If the plane goes through the sphere the intersection is a circle, right? It is also possible that the intersection is a point. Otherwise there is no intersection.
So we have tocheck the distance of the plane from the center of the sphere, if it is less than the radius, equl or greater, right?
Howcan we do that in this case?
I'm assuming that $$ x_a(\lambda, \mu) = \big\{(a,\lambda,\mu) \in \mathbb R^3: \lambda \in \mathbb R, \mu \in \mathbb R \big\} $$ In other words, $x_a(\lambda, \mu)$ is just a ridiculously complicated way to refer to the plane $x=a$. It's especially goofy since we're given a parametric equation for the plane, and the parameterization has no affect whatsoever on the intersection with the sphere.

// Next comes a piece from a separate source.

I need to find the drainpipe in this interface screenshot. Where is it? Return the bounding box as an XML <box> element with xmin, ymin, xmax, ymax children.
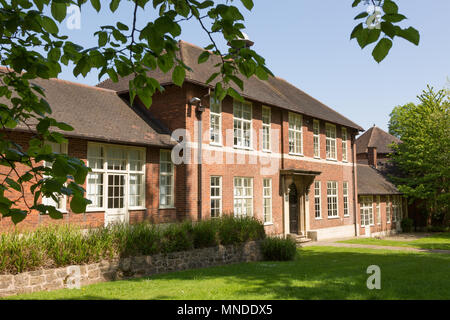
<box><xmin>352</xmin><ymin>135</ymin><xmax>359</xmax><ymax>236</ymax></box>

Where this plane intersects the sphere $S^2 = \big\{(x,y,z) \in \mathbb R^3: x^2 + y^2 + z^2 = 1 \big\}$, we have $a^2 + y^2 + z^2 = 1$ and so $y^2 + z^2 = 1 - a^2$. So, the intersection is a circle lying on the plane $x=a$, with radius $\sqrt{1-a^2}$. The radius expression $\sqrt{1-a^2}$ makes sense because we're told that $0 < a < 1$.
If $a=1$, then the intersection circle degenerates into a point at $(1,0,0)$.
If $a >1$ or $a<-1$, there is no intersection.